“Your word is everything…Be slow to commit that vote” — Gail Schwartz #coleg

Gail Schwartz
Gail Schwartz

Adios Ms. Schwartz, it was fun watching you work for sensible water policy in the legislature over the years. Thanks for reading Coyote Gulch. Here’s a report from Curtis Wackerle writing for the Aspen Daily News. Here’s an excerpt:

Gail Schwartz, who for eight years represented Senate District 5, which includes Pitkin County, in the state capitol, looked on Wednesday as her successor was sworn in. Democrat Kerry Donovan of Vail won a narrow election in November over Don Suppes, the Republican mayor of Orchard City, thanks largely to Donovan’s nearly 40-point margin of victory in Pitkin County.

Schwartz, also a Democrat, won two close elections in 2006 and 2010 for her two terms in the Senate, both with strong Pitkin County support.

Senate District 5 now includes parts of Gunnison and Delta counties, and the entire counties of Pitkin, Lake, Eagle, Chaffee and Hinsdale. Before a reapportionment process following the 2010 Census, it encompassed Pitkin, Gunnison, Chaffee, Hinsdale, Mineral and a portion of Delta, plus the five counties of the San Luis Valley in south-central Colorado.

Schwartz on Tuesday said she is proud of her work establishing the Building Excellent Schools Today program, which came about in 2008 and provides competitive grants that support new school construction in rural areas. Other highlights include renewable energy and water conservation efforts she championed in the legislature.

“It’s been an extraordinary time,” Schwartz said. “We’ve gotten a lot done, not just for Senate District 5, but for rural Colorado and the state as a whole.

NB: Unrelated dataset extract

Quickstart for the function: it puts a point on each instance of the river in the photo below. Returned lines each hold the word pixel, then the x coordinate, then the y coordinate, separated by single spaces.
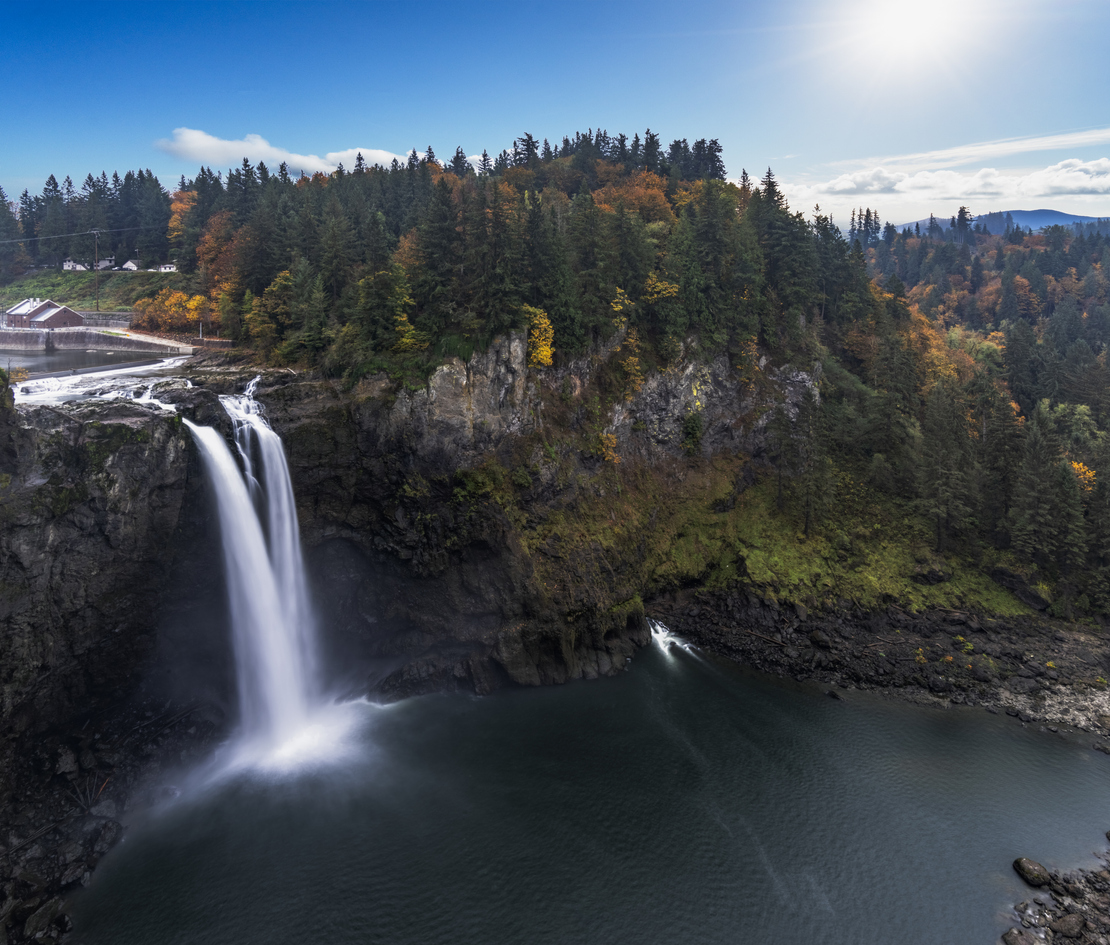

“ … The bottom line is that I have been so blessed and so honored to serve.”

The now former senator, who at one point was being recruited to challenge Rep. Scott Tipton for his U.S. Congress seat representing the Western Slope, said she does not yet know her next occupation. Schwartz said she has “several balls up in the air.”

“I’m not looking to go lie on a beach someplace,” she said.

While she does not want to jump into anything too quickly, Schwartz said she sees opportunities to work on policy development, possibly in education or renewable energy, perhaps with a consulting organization, in a political office or state agency, or with a nonprofit group.

“I’m tilling the soil to see where the opportunities might be,” she said.

She said she has no plans to become a lobbyist.

“I don’t have the genetic makeup,” she said.

Schwartz also serves on the board of the Aspen Community Foundation and on the High Country Regional Council of the El Pomar Foundation…

Institutional knowledge

The Colorado Constitution limits state senators to no more than two consecutive four-year terms. That seems a little counterintuitive to Schwartz, who said she is still running at full speed. Those term limits lead to a loss of a great deal of institutional knowledge, she said, and she has seen plenty of legislators she looked up to walk out the doors of the capitol, perhaps before their time.

When that is the case, “the question is what happens to that institutional knowledge?” she said. “Who will take the reins? Who will new legislators look to for guidance?”

Schwartz said that there are more pressing issues that might call for amendments to the state constitution, namely untangling contradictory state revenue and expenditure mandates. But if the term limits question were ever to come up, Schwartz said she would support revisiting the issue. State-level politicians are more accountable to their constituents than on the national level, she said.

“I believe we already have term limits — they’re called elections,” she said.

Advice for new a legislator

Schwartz said she has met extensively with Donovan, whom she endorsed and describes as smart and hard working.

“She’s quite the student, and she will take the time to study the issues,” Schwartz said of Donovan.

Schwartz said she and Donovan went through all the files in Schwartz’s office, with Schwartz setting aside those she thought were particularly important. She also passed along to Donovan “about 20 bill ideas I thought would be beneficial to the region.”

“She heard some of those. I’m extremely grateful that we do have a strong working relationship,” she said. “I believe we share many of the same priorities.

“ … I certainly respect her independence and being able to do things her way.”

In general, Schwartz said she would pass along the same advice to Donovan that she was given when she began her tenure in the Senate.

“I think you want to stay in your seat and listen and learn, and not be too quick to jump on things or provide your opinion until you really understand the issue,” she said.

The other important piece is to always be cognizant that, as legislator, the only thing you have is your vote, she said. Always be slow to commit it, and don’t promise it to a lobbyist or fellow legislator until you are absolutely sure, and have gone through a thorough process that includes citizen input.

“Your word is everything,” Schwartz said. “Be slow to commit that vote.”